The last brittle piece of my armor cracks and falls away. A watery laugh escapes me, a sound that feels like sunrise after a long, dark night. My hands grasp his face as I fall into him, a deep kiss straining our faces, depriving us of air in exchange for something greater. When I pull back to look at him, my eyes are shimmering, my own smile wide, as fierce and unburdened as the one creeping across Manny’s face. The voices are still there, but for the moment, they are finally quiet.
Chapter eleven
On The Road Again
The night was magnificent. Manny and I smoked hookah, ordered pizza, cuddled, and argued about our favorite books until we fell asleep in each other's arms. And then the sun rose, reality came crashing in, and so did the voices. I wanted to believe him, I wanted to believe every word he said last night, but I knew they were just small promises, the ones people make at the start of a relationship before they get to know me, before it all falls apart. So I did the cowardly thing. I snuck out, before he could wake up, before he could convince me to stay again.
“Where’s your boy toy?” V asks, as if she could be any more cruel in her words.
“It…didn’t work out,” I lie.
“He was nice,” Gabby assures me as they load our little luggage into the trunk, ready to leave this tourist trap of a city behind, finally. “Maybe you’ll see him again.”
“Maybe,” I mutter, the tightness in my chest crescendoing as I worry he’s going to appear from around a corner and undo my escape any moment.
“Well, let’s get going. We got a plane to catch,” V says, shutting the trunk lid.

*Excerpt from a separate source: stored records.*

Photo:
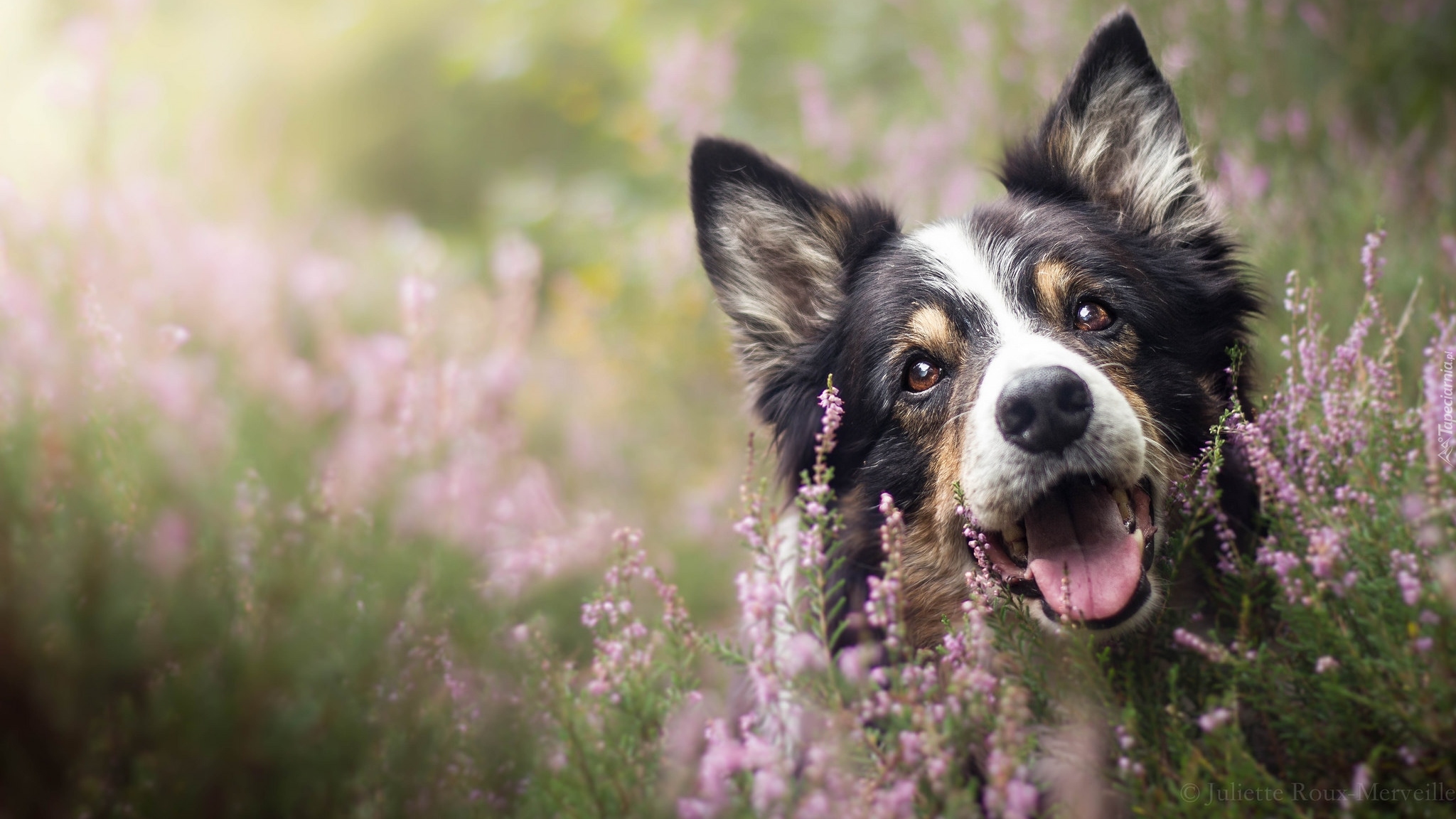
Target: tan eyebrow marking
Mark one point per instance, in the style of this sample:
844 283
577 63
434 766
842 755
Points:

The drive back on I-4 is exactly as miserable as any drive on any interstate, but it’s made all the worse when every sign and landmark makes me wonder if I’m getting that much further away from the life I actually wanted.
“Alright, Gloomy Gus,” V huffs as she kicks the back of my seat. “Out with it. You’ve been sulking for twenty exits. What did this guy do? Do I need to go back there and have second dinner?”
“V, stop it,” Gabby interjects. “If she wants to talk, she’ll tell us.”
“No, it’s okay,” I manage, heat building behind my eyes. “I think it just wouldn’t last. He’s got his life, I got mine.”
“Some life,” V mutters.
“Hey!” Gabby says, elbowing V in the ribs. “She didn’t mean it.”
Somehow, this old, cruel pattern feels good, not in a pleasant way, but in a familiar, nostalgic way. I know its ebbs and flows, I know what to expect. Maybe I won’t get as many highs, but at least I know I can manage the lows.
“I’m just saying, you’re better off without him,” V continues. “Take some time, clear your head, figure things out.”
Gabby goes to say something, but I cut her off. “Maybe you’re right. Maybe I was rushing into things too fast. Like with Chad. Maybe I’m not cut out for real love.”
I try to hide the single tear that finally looses, scrambling to play something on the radio. I don’t find anything. Instead, the rest of the drive is quiet, an awkward, resigned procession all the way to the Tampa airport. Even when we arrive five hours early for their flight, nothing about the mood feels worth prolonging our goodbyes.
“You’re not a burden, or a bad guy, or any of those things,” Gabby whispers as she pulls me into a tight hug. “We just miss you, is all.”
“Thanks,” I reply. “Maybe I’ll be back sooner than you think.”